24897.fb2
Абундио с трудом вернулся к своим конвоирам и повис у них на плечах. Им пришлось тащить его волоком, и носки сапог оставляли на пыльной дороге две неровные борозды.
А Педро Парамо сидел в своем плетеном кресле и смотрел вслед кучке людей, уходивших от него по дороге на Комалу. Он хотел было поднять левую руку, но она почему-то не послушалась и, точно неживая, упала ему на колени. Это не встревожило его. Он уже привык: каждый день отмирала какая-то часть его существа. Сады блаженных сбрасывали цвет. «Все уходят по той же дороге. Все». И он возвратился к прерванным мыслям.
— Сусана, — промолвил он и закрыл глаза. — Я умолял тебя, чтобы ты вернулась…
…Огромная луна сияла над нами — она была центром вселенной. А мои глаза ничего не видели, кроме тебя. Лунный свет струился по твоему лицу. И я не отрываясь смотрел на тебя, на явленное мне чудо. На матовый блеск твоей кожи, отполированной лунным сиянием; на полные губы, влажно облитые радужным мерцанием звезд; на тело твое, белеющее в черной ночной воде. Сусана, Сусана Сан-Хуан.
Педро Парамо снова попытался поднять руку, чтобы разогнать дымку, туманившую дорогой образ, но рука, словно камень, упала ему на ноги. Тогда он попробовал поднять другую руку, и рука медленно стала отваливаться от его тела и уткнулась сбоку от него в землю, точно костыль, подперев обрубленное плечо.
«Вот она, моя смерть», — подумал он.
Солнце заливало поля утренним светом, возвращая всему сущему форму и цвет. Он смотрел на свои заброшенные пашни. Одичалая, мертвая пустошь простиралась перед ним. От солнца ему стало теплей. Взгляд его чуть приметно перемещался: вслед пробегающим воспоминаниям, заслонившим собой настоящее. Сердце у него замирало и останавливалось, и вместе с сердцем, казалось ему, останавливается время. Замирает дыхание жизни.

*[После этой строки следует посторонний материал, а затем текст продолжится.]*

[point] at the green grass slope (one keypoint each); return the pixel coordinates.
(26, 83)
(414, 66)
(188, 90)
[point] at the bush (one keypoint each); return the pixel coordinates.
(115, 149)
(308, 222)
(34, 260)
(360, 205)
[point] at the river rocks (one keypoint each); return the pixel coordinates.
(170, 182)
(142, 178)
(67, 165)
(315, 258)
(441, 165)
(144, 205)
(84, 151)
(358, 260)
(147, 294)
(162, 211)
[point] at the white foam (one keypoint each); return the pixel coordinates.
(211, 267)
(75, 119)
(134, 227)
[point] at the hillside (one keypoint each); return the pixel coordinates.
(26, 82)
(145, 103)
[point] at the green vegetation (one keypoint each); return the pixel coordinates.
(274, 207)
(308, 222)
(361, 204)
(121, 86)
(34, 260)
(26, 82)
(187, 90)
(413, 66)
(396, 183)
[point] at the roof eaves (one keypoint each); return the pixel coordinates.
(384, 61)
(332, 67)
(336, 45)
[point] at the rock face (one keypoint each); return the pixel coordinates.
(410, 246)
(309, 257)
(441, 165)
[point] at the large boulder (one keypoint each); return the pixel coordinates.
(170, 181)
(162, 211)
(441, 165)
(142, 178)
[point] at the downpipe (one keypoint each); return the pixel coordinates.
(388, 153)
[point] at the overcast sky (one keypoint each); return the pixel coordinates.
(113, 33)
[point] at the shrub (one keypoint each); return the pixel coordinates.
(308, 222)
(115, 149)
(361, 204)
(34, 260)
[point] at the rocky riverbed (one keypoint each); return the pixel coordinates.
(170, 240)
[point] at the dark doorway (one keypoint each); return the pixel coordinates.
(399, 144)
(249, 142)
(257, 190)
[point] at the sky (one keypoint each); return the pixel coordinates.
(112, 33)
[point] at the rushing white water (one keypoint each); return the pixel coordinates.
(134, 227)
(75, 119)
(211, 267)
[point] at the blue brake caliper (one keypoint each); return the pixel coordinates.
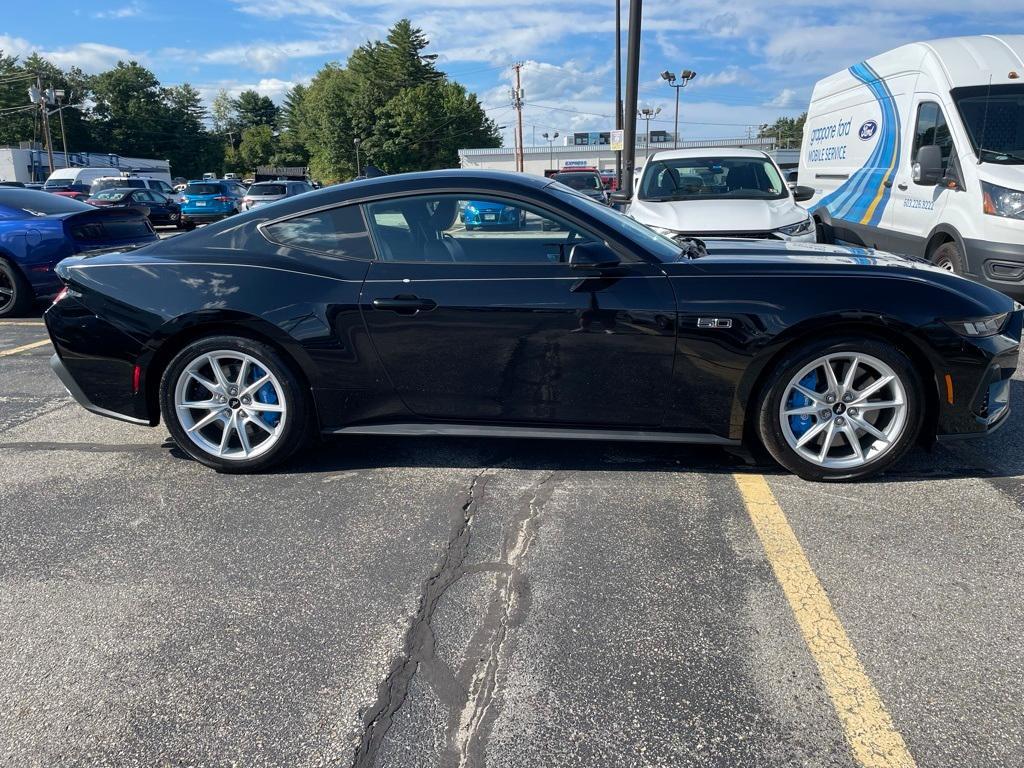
(800, 424)
(266, 394)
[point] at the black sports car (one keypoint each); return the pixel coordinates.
(369, 308)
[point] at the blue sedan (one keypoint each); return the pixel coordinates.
(480, 214)
(38, 229)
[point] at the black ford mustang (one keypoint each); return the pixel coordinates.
(369, 308)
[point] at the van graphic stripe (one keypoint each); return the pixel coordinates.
(863, 197)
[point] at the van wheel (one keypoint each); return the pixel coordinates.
(15, 293)
(947, 256)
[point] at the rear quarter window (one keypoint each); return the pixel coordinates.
(337, 231)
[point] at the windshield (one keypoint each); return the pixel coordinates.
(110, 183)
(266, 189)
(111, 195)
(582, 181)
(36, 203)
(664, 248)
(994, 121)
(712, 178)
(206, 188)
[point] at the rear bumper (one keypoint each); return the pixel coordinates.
(76, 391)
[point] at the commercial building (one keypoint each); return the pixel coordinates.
(598, 154)
(29, 163)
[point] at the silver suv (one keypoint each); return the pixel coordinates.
(268, 192)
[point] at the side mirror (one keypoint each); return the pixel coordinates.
(928, 168)
(593, 256)
(802, 194)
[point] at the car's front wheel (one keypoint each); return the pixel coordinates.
(235, 404)
(841, 410)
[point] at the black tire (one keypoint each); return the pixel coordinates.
(24, 297)
(769, 427)
(948, 256)
(299, 426)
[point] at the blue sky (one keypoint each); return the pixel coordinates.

«Только бы это не было началом ночи, новой, вечной ночи», — думал Педро Парамо.
Ночей он боялся: они населяли темноту призраками. А оставаться со своими призраками с глазу на глаз ему было страшно. Он боялся ночей.
«Пройдет немного часов, а когда стемнеет, — я знаю, — опять явится Абундио и, протягивая окровавленные руки, станет выпрашивать деньги, в которых я ему отказал. Но у меня самого теперь нет рук, и я не смогу прижать их к глазам, чтобы не видеть его. Мне придется выслушивать его просьбы до самого рассвета, и лишь с наступлением дня он затихнет и уйдет».
Кто-то осторожно коснулся его плеч. Он напряг безрукое тело и приподнялся.
— Это я, дон Педро, — услышал он голос Дамианы. — Принести вам поесть?
— Я ухожу, — ответил Педро Парамо. — Ухожу… Туда…
Дамиана Сиснерос обхватила его обеими руками, он встал, шагнул вперед, пошатнулся — и упал. Все внутри его закричало, моля о помощи, но вслух он не произнес ни слова. Тело его, разваливаясь на куски, с глухим стуком рухнуло наземь и осталось лежать — грудой мертвого праха.
Ниньо (букв.: мальчик, ребенок) — обращение крестьян и слуг к молодому хозяину.
Отате — разновидность бамбука.
Имеется в виду восстание «кристерос» (1926–1929) — вооруженное выступление мексиканских католиков, причиной которого послужило ограничение государством прав Римско-католической церкви в Мексике.
Окоте — пирамидальная сосна.
Атоле — маисовый напиток.
Пульке — алкогольный напиток, приготовляемый из сока агавы.
Вильисты — сторонники Франсиско Вильи (наст, имя Доротео Аранго; 1877–1923), руководителя крестьянского движения на севере страны во время Мексиканской войны.
Байлон Паскуале (1540–1592) — монах-францисканец, канонизирован в 1690 г.; объявлен покровителем евхаристических конгрессов и братств; также считается покровителем пастухов.
Каррансисты — сторонники Венустиано Каррансы (1895–1920), буржуазно-либерального государственного деятеля Мексики, президента страны в 1917–1920 гг.
Обрегон Альваро (1880–1928) — мексиканский политический и военный деятель; во время Мексиканской революции сражался в рядах армии Каррансы; президент страны в 1920–1924 гг.